US20260011061
2026-01-08
Physics
G06T11/60
A media application is designed to modify images using a diffusion model that incorporates text conditioning and depth maps. This process begins with an initial image and user input that selects specific objects within that image. A textual request is then used to guide the modification of these selected objects. The application generates a mask highlighting the selected objects, which, along with a depth map, is input into the diffusion model. The goal is to output an image that fulfills the user's textual request while avoiding alterations to human subjects.
Generative AI models are increasingly used to create images from text prompts or modify existing images based on such prompts. However, these models face challenges in accurately rendering human features, often leading to unrealistic results. This is particularly problematic when the images include people, as AI struggles with details like fingers and facial features. The invention aims to address these limitations by focusing on non-human elements and preserving the realism of the output image.
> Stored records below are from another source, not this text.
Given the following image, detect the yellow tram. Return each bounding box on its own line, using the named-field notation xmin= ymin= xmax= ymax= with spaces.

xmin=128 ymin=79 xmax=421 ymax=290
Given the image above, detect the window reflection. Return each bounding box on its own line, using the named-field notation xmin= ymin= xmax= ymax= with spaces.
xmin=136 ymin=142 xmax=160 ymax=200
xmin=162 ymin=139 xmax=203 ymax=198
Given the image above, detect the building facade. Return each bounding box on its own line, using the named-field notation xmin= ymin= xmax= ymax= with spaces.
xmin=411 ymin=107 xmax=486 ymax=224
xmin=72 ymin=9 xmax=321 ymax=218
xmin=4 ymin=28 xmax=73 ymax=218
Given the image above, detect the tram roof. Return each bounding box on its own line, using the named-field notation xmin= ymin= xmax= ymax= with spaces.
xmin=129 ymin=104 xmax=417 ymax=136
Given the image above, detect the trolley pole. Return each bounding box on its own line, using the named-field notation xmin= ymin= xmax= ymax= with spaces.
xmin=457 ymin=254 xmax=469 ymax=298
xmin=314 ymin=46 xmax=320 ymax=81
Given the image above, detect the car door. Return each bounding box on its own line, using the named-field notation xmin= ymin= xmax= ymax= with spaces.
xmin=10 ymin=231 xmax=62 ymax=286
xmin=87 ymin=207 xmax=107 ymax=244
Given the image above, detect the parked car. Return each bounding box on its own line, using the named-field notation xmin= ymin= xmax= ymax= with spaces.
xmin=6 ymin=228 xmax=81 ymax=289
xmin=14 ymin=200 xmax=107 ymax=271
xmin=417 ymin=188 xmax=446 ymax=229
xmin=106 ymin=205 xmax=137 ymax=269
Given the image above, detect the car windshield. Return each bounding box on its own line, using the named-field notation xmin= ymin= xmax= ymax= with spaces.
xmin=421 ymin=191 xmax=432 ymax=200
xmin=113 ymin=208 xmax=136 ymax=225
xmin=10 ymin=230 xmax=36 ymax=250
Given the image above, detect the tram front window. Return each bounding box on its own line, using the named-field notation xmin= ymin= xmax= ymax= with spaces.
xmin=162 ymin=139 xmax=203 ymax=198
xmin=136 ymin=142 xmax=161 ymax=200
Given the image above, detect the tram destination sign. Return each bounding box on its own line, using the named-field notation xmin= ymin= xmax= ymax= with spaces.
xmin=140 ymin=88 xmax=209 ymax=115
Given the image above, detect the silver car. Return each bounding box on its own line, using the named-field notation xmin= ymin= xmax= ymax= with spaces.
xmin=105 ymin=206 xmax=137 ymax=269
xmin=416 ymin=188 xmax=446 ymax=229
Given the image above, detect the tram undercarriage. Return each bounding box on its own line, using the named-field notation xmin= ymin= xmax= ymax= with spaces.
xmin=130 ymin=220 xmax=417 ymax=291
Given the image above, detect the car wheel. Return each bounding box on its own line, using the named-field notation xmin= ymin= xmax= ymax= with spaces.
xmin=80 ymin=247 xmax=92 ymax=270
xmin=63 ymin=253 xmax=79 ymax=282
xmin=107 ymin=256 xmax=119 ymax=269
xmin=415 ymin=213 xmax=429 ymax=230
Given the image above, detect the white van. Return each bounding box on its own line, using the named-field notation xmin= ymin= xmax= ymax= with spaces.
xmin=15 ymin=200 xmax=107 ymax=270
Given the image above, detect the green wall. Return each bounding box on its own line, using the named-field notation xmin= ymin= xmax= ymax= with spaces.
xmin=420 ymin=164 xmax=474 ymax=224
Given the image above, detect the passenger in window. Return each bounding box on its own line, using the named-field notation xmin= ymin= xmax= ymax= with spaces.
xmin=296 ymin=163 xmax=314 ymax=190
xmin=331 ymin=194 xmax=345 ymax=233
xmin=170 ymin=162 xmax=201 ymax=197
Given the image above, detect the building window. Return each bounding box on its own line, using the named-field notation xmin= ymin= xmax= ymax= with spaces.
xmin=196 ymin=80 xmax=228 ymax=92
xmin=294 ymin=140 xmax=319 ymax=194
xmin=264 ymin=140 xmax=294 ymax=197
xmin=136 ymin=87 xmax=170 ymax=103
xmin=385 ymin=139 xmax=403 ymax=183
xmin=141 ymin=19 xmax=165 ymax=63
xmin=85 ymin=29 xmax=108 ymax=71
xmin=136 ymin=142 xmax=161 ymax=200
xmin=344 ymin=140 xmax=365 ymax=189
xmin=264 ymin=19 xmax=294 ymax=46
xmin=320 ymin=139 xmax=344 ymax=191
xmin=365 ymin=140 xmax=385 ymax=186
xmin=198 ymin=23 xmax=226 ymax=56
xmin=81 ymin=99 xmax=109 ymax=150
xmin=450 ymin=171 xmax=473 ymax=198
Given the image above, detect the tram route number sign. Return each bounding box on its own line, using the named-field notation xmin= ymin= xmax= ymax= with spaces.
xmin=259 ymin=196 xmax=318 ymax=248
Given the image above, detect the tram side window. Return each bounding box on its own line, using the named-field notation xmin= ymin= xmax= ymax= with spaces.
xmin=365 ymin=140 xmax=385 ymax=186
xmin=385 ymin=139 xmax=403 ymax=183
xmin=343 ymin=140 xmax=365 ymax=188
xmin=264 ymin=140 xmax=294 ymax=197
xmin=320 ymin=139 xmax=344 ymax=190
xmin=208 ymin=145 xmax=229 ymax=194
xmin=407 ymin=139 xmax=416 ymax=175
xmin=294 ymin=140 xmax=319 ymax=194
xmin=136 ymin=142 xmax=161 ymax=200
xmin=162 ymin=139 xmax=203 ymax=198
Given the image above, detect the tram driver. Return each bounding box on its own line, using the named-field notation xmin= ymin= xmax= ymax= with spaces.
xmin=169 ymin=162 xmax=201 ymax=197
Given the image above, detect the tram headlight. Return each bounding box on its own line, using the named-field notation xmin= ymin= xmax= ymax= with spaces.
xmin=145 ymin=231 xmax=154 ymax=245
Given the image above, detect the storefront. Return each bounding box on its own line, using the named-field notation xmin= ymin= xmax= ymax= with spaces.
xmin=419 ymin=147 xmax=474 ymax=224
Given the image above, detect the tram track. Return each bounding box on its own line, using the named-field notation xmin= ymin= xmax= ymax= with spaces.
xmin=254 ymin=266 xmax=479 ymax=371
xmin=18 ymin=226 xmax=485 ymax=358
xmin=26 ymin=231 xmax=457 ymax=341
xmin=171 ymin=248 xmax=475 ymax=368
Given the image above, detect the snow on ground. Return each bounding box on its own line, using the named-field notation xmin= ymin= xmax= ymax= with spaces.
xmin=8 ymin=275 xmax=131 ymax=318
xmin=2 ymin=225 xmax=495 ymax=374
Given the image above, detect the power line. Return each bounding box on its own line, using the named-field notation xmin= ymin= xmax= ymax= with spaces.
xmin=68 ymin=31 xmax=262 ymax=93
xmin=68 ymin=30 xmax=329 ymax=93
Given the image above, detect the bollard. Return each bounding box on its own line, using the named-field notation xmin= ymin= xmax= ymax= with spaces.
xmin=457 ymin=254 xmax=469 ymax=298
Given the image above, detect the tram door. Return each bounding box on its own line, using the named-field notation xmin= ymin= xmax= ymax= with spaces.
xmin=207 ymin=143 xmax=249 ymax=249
The method involves receiving an initial image and user input to select objects for modification. A user-selected mask is generated to identify these objects. The diffusion model then uses the textual request, depth map, and mask to produce an output image. This model is specifically trained to avoid modifying human pixels, ensuring that human subjects remain unchanged while other elements are modified according to the user's request.
Training the diffusion model involves using data that includes initial images with selected objects, textual requests, and depth maps. The model is trained to generate images that satisfy these conditions without altering human pixels. This process involves iterative generation and comparison of output images against ground truth images until a predefined accuracy threshold is met. The training also incorporates segmentation masks and classifier-free guidance to maintain structural integrity.
The technology is implemented through a computer-readable medium containing instructions for executing the method. User interactions, such as tapping or textual identification, help select objects for modification. The system can perform object recognition to identify human elements, applying preserving masks to prevent their modification. This ensures that the output image retains the essence of the initial image while satisfying the user's modification requests.